They will now meet with NHS investigators in north west England next week to discuss the independent report into his case.

Speaking to the Lancashire Telegraph, his parents, from Kendal, said that their son had been 'left to rot' in hospital and that they wanted more light shed on his ordeal.

They said: "Mark was admitted to A&E with a blocked bowel and needed an operation, and in the five days that followed before he died, he was treated appallingly.

"He wasn't getting the right nutrition or fluids and there were issues with blood tests and prescriptions.

"Mark told us that he had been left to rot in bed in hospital and that he was 22 not 80. He was right and he died 24 hours later."

His parents now want a new investigation into their son's death.

They added: “There was nothing independent or transparent about the report or investigation and there needs to be a new one. We've been kept in the dark and want answers."
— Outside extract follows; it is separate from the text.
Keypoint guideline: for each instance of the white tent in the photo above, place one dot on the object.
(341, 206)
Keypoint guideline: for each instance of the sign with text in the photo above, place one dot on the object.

Professor Damian Riley, strategic clinical lead at East Lancashire Hospitals Trust, who have apologised for their failings, said the trust has made every effort to be open and transparent with Mr Stuart's family.

He said: “Mark Stuart died whilst under the care of the trust in 2015.

"It was immediately recognised and acknowledged by the trust at that time that Mark’s care fell below our usual standard, and immediate actions were taken.

"The circumstances surrounding Mark’s sad death were subsequently fully considered at a public inquest by HM Senior Coroner for Blackburn in February 2017. Mark’s death was also reviewed by way of the trust’s SIRI (Serious Incident Requiring Investigation) process, during which the trust was advised by an independent expert, and also by an external investigation team who were independently commissioned by a Clinical Commissioning Group to investigate the care Mark received.

"Following these investigations, the trust identified, publicly acknowledged and apologised unreservedly to Mark’s family for a number of shortcomings in relation to Mark’s care during his admission in 2015.

"The trust recognises that this apology and the assurances regarding all changes that have been implemented since 2015 may never adequately address the feelings of Mark’s family."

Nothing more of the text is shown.